I wrote the song in my basement, just fucking around. "Oh, Janie's got a gun." I got goose pimples. I sat for months, waiting for the oracle door to open. Then I looked over at a Time magazine and saw this article on 48 hours, minute by minute, of handgun deaths in the United States. Then I got off on the child abuse angle. I'd heard this woman speaking about how many children are attacked by their mothers and fathers. It was fucking scary. I felt, man, I gotta sing about this.

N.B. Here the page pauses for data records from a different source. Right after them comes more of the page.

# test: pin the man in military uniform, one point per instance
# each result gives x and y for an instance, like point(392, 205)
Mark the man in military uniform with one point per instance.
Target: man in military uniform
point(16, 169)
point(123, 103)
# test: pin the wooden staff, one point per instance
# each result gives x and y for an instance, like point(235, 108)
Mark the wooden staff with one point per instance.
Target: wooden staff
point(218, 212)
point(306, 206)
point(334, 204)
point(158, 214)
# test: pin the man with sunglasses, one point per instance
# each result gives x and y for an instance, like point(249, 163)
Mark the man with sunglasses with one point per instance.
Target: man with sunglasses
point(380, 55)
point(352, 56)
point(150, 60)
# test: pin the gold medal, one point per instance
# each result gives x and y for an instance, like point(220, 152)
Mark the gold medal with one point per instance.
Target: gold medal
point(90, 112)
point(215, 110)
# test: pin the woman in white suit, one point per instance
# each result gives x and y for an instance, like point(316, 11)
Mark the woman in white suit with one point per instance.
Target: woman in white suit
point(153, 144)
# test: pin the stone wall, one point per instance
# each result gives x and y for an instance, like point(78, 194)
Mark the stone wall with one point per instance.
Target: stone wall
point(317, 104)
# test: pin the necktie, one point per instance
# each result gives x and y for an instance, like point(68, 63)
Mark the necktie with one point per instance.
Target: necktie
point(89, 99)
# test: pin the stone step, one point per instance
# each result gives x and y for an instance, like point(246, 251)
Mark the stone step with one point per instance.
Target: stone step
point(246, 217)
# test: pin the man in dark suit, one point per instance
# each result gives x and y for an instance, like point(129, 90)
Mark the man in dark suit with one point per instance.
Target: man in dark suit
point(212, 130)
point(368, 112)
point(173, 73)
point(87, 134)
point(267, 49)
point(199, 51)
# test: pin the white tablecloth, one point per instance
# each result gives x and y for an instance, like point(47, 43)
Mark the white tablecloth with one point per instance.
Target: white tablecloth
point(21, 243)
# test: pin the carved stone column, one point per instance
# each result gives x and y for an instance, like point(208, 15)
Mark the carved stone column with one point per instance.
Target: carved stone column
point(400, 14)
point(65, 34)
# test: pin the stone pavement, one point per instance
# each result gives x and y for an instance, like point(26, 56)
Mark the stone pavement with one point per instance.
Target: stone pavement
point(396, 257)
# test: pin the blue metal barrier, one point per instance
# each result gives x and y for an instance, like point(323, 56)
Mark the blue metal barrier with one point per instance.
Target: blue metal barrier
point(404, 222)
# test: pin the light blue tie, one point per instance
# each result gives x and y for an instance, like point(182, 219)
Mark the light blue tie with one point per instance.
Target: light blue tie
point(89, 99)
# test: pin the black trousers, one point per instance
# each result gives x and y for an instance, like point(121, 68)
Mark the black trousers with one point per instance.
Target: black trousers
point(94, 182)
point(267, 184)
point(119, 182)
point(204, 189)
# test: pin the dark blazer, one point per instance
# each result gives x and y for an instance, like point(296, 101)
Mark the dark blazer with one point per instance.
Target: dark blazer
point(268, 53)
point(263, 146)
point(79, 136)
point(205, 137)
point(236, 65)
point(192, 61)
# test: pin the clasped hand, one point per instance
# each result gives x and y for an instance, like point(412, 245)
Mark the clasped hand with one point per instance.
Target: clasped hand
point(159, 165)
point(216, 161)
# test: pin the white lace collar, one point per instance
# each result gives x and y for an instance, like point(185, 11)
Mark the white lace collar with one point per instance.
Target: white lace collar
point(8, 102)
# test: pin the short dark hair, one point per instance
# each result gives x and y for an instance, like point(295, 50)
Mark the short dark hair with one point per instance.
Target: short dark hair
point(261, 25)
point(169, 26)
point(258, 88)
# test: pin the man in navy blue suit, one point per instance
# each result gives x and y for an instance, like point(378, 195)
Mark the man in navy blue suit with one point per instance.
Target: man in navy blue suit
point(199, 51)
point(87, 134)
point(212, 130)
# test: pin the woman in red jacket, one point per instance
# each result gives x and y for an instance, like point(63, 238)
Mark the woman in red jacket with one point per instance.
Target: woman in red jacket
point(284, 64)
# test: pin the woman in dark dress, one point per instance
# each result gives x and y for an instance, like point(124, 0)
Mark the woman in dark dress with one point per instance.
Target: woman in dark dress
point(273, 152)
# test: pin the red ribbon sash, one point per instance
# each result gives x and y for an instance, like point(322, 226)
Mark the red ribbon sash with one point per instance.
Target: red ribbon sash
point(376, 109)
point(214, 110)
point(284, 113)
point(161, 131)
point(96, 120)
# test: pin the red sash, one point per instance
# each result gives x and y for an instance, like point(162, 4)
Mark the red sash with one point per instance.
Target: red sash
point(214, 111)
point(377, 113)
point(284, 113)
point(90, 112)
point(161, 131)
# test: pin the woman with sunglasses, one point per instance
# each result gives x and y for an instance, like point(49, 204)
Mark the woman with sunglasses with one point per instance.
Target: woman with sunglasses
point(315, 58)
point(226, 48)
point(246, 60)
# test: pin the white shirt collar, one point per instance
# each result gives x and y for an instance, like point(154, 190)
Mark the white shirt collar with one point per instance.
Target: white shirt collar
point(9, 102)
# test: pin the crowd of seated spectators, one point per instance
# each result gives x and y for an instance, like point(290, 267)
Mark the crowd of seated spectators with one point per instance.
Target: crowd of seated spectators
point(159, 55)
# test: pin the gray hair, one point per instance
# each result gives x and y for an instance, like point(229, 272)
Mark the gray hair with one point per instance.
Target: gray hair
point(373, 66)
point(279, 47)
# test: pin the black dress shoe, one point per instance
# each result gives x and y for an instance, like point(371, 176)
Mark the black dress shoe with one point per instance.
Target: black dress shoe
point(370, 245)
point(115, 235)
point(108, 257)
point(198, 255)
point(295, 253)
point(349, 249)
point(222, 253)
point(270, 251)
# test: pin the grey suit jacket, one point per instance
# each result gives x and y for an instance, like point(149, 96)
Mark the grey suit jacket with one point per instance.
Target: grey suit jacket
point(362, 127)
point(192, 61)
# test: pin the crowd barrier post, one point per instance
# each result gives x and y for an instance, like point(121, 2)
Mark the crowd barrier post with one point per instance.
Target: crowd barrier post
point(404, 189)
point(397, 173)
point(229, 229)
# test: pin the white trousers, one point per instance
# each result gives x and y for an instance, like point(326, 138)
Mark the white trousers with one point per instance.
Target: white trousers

Tyler took nine months to complete the lyrics, which were also inspired by stories he heard while undergoing drug rehabilitation from another addict who turned to drugs after being abused by her father. He explains, "In the 1980s I was in a recovery program where I met so many women who had experienced incredibly painful and debilitating sexual, mental and physical abuse. Those events put them on a path of suffering that led to anything from abusing drugs to self-harm to many other self-destructive behaviors to mask the pain. It was also around that time that I wrote the song "Janie's Got a Gun," which tells the story of a young girl who is abused by her father." The singer declared, "I got really angry that nobody was paying homage to those who were abused by mom and dad." The line "He jacked a little bitty baby" was originally "He raped a little bitty baby," but Geffen Records A&R executive John Kalodner argued that the band should change it, explaining that he felt the song had the potential to be a hit and was certain it would not get played on commercial radio with the word "rape" in it. Tyler often sings the original line when performing live. In addition, the line "...and put a bullet in his brain" was changed to "...she left him in the pouring rain" for the radio version, making the song sound less graphic than it actually was.

==Music video==
The music video was directed by David Fincher. Janie is portrayed by actress Kristin Dattilo. Her parents are played by Nicholas Guest and Lesley Ann Warren.

==Janie's Fund==
In 2015, Tyler started a charity, Janie's Fund, which raises funds to provide counseling, trauma care, housing and medical care to troubled young women. Tyler explains, "Over the 30 years since that song was released, I've often thought about what could be done to prevent this kind of abuse."

==Charts==

===Weekly charts===

| Chart (1989–1990) | Peak position |
|---|---|
| Australia (ARIA) | 1 |
| Canada Top Singles (RPM) | 2 |
| Canada Retail Sales (RPM) | 7 |
| Italy Airplay (Music & Media) | 16 |
| New Zealand (Recorded Music NZ) | 13 |
| Sweden (Sverigetopplistan) | 12 |
| UK Singles (Official Charts) | 76 |
| US Billboard Hot 100 | 4 |
| US Mainstream Rock (Billboard) | 2 |
| US Cash Box Top 100 | 3 |

===Year-end charts===

| Chart (1990) | Position |
|---|---|
| Australia (ARIA) | 19 |
| Canada Top Singles (RPM) | 31 |
| US Billboard Hot 100 | 61 |

==Certifications==

| Region | Certification | Certified units/sales |
| Australia (ARIA) | Platinum | 70,000^{^} |
| New Zealand (RMNZ) | Gold | 15,000^{‡} |
^{^} Shipments figures based on certification alone. ^{‡} Sales+streaming figures based on certification alone.